His conversation came back to me a couple of days ago when I ran across the structure and function of the crotamine toxin from the venom of the South American Rattlesnake, Crotalus durissus terrificus.


The heparin-binding domains were evident in both the amino acid sequence as well as the protein structure. As is true of many small proteins, or peptides, they are held in their functional shape by -SS-, disulfide bonds, between cysteines (C). The presence of two well-defined heparin-binding domains (blue) also predicts that the toxin would be anti-bacterial and that it would bind to phospholipids, i.e. membranes. The observed toxic quality of the toxin is its ability to disrupt ion transport through membranes and it has a shape similar to the mammalian anti-bacterial peptides, defensins. Most venom toxins bind to the heparan sulfate proteoglycans (HSPGs) of their victim's cells and then as the HSPGs are brought close to the cell surface during recycling, the toxins attack the membrane proteins and kill the cells.
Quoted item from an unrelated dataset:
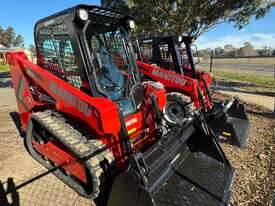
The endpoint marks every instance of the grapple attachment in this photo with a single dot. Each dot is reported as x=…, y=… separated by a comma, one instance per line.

I am tangentially interested in snake venom, because the proteins that mediate its toxic effects are related to the hormones that mediate inflammation.

It is interesting that a simple discussion over curried mutton ten years ago would be so consistent with a major shift in my research interests to study inflammation.


susan allport said...

Thought you would be interested in this short omega-3 video:

Dr. Art Ayers said...

That video is great. It speaks to the omega-3 impact on brain development. That is a big push for the formula companies. Unfortunately they are deliberately avoiding the hundred other deficiencies in formula and the huge, destructive impact on gut flora and increase in baby inflammation.
Your book is helpful in getting the information on omega-3 oils in the public eye.
Thanks for checking out my blog.

Anonymous said...

Wondering if you have any insight into a case. 4 year old boy who was bitten by a diamond back rattle snake at age 2 1/2. He was recently hospitalized for inflammation of in his joints, fever, and pain. His pain level is now down, but his inflammatory markers and white blood cell count are still high. This inflammation seems to have been triggered by a virus. I think his bodies response of the inflammation has something to do with how his body dealt with the snake venom. Any ideas?